M.Night.Shyalaman establishes most of these things that unite us, in this five minute clip as such things a fear, stress, anger, disappointment and abandonment enter the script, we instantly gain a rapport with the main character. This is something I find with Shyalaman film’s, his style is not just the plot twist like he creates in this clip, but he subtly creates this bond between the protagonist’s of his films and the viewer, although having said that, the genius or salient technique of this film clip would have to be the way Shyalaman uses his narrative writing skills to disguise the twist throughout the film, Jennifer Van Stilj explains the comparison of Shyalaman’s genius with that of Sigmund Freud,
Shyamalan’s script is a masterful dance between Freud’s concepts of the conscious, that information the audience is aware of knowing; and the unconscious, that information it is unaware it knows. It is Shyamalan’s use of the unconsciousness, specifically that part that Freud termed the preconscious, which produces the psychological roller coaster ride we experience.
(Van Stilj, Jennifer. www.writersstore.com).
Such acclaim for Shyalaman’s clever use of narrative is quite widespread with many critics sharing this opinion, so much so, Shyalaman has now made his reputation in his field and created a narrative expectation for his audience that he did not have before.

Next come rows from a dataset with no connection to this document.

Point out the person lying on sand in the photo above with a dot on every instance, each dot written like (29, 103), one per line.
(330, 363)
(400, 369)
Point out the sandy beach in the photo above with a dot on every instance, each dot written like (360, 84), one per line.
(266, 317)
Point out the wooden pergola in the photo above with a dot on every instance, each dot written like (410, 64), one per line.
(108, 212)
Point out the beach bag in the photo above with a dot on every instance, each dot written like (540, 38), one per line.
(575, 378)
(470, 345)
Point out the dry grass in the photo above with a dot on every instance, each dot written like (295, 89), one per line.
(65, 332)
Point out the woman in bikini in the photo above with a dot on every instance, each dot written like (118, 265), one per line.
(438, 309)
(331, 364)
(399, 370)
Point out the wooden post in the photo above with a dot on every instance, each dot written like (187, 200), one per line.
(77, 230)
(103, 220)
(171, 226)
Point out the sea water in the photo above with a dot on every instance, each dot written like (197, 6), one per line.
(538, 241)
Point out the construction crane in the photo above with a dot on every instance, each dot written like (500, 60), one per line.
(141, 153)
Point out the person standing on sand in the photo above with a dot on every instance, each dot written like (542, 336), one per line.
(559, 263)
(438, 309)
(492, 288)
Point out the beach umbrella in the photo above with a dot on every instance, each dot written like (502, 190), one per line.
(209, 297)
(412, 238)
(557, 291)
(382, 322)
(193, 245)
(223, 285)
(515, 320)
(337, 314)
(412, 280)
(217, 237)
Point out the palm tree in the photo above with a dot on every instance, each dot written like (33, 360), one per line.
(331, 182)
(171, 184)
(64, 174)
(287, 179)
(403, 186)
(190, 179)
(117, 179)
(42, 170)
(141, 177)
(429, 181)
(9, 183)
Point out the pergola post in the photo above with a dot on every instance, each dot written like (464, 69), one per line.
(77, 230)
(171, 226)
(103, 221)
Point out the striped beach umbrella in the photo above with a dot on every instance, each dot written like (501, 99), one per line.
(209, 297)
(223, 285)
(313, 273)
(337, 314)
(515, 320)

The most important role that narrative plays in this film and especially in this five minute clip is the creation of almost a second story line running along side the one we are viewing, Erlend Lavik puts it, We come to realize the presence of another fabula running parallel to the first one but “beneath” it, hidden from view. Once we become aware of it, though, everything in the syuzhet takes on new meaning. We are instantly compelled to return to the outset of the story and, based on our remembrance of the account given, try to follow the correct fabula this time, the one that was invisible to us at first, even though it was present all along. (Lavik,Erlend.p55-64). Therefore the importance of the this narrative technique makes the whole film what it is, without it we would have a simple yet entertaining supernatural thriller that would have otherwise caused less of a fanfare with critics. The web is full of reviews, blogs and even forums dedicated to this single, clever piece of narrative writing that leaves us thinking and even scrutinising any possible flaw or opinion of the film, Shyalaman himself quotes, I think that even with The Sixth Sense from that first weekend, the films are not seen the way they are. They are seen through some aberration, some wavy glass. I can just hope that the glass gets clearer over time. (M.NIght.Shyalaman, TimesOnline). So as important as we may feel the narrative is in this or any film, the definitive thing is how we interpret what the creators have given us, what we feel was important may not of been the intention, instead we each have our own criteria of importance for what makes the film work.